The scale of the work is challenging, Sagarra admits, with 700,000 farmers undergoing training so far. Farmers can be resistant to change. “If farmers lose a plant, they lose their income. This is why we’re investing in programmes of four to 10 years,” he says. “You have to reassure them that they’re not putting their livelihoods at risk. It takes time.”
As part of efforts to comply with the EUDR, JDE Peet’s works with verification and certification non-profit organisation Enveritas, which processes high-definition satellite imagery using artificial intelligence to differentiate between a forest and a coffee plot, many of which are under 10%-30% tree cover and could be mistakenly identified as deforested land, Sagarra says. The AI has been extensively trained, including for verification on the ground.
In Vietnam, it found 161 plots out of 1.8 million that had been deforested since 2020. Because it was such a small number, the company decided it would be easier to remediate the deforestation than to exclude those farmers from its supply chain. It is now rolling out this approach across the world and, so far, has supply chains in five countries that have no risk of deforestation, according to the EUDR’s definition.

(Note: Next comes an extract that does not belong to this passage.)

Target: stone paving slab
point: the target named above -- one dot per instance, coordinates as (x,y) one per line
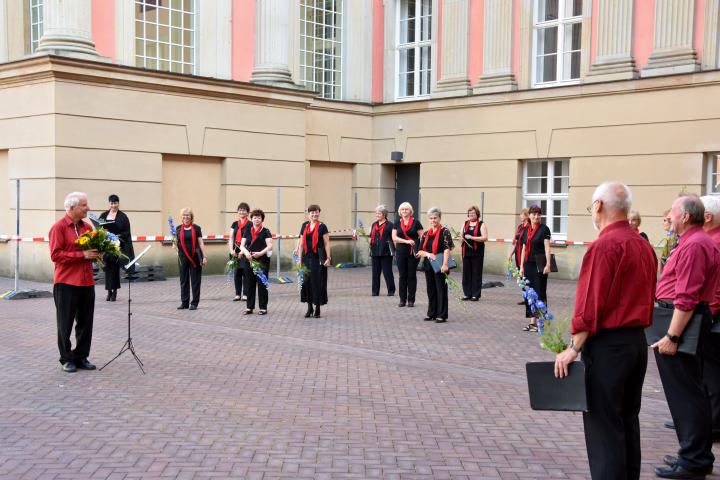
(367,391)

“This is how you address the problem in an inclusive way. We are solving the root cause of the problem and making sure all farmers can access the EU market by being deforestation-free,” he says.
Of course, all these interventions require investment. According to WCR, the sector needs extra investment of $452m a year to support farmers to adapt to climate change. Investment in coffee typically comprises around 1.8% of agricultural spend in producer countries, despite an output of around 4.8%. Currently, some 90% of investment is made by the public sector.
However, this trend could be changing. At ofi, van Asten says that two or three years ago, its customers were asking to buy coffee with a lower carbon footprint but at the same price. Following a lot of discussion, it has set up pilot schemes with some of them to test different decarbonisation methods, some of which are already being scaled up, he reports.
Sustainability is becoming increasingly important commercially, with even buyers and sellers of beans discussing it, he says. “It’s moving into the commercial discussions, which is extremely healthy and really quite exciting.
“Of course, there are costs, and this is part of the conversation we have with our customers.” But, ultimately, reducing carbon is a matter of business continuity, he adds. If the world fails to reach net-zero emissions by 2050, ofi predicts that as much as half of the global area where coffee is currently grown may no longer be suitable.
“We have to protect the coffee farmers, and we have to ensure that there is a planet on which to grow it,” he says.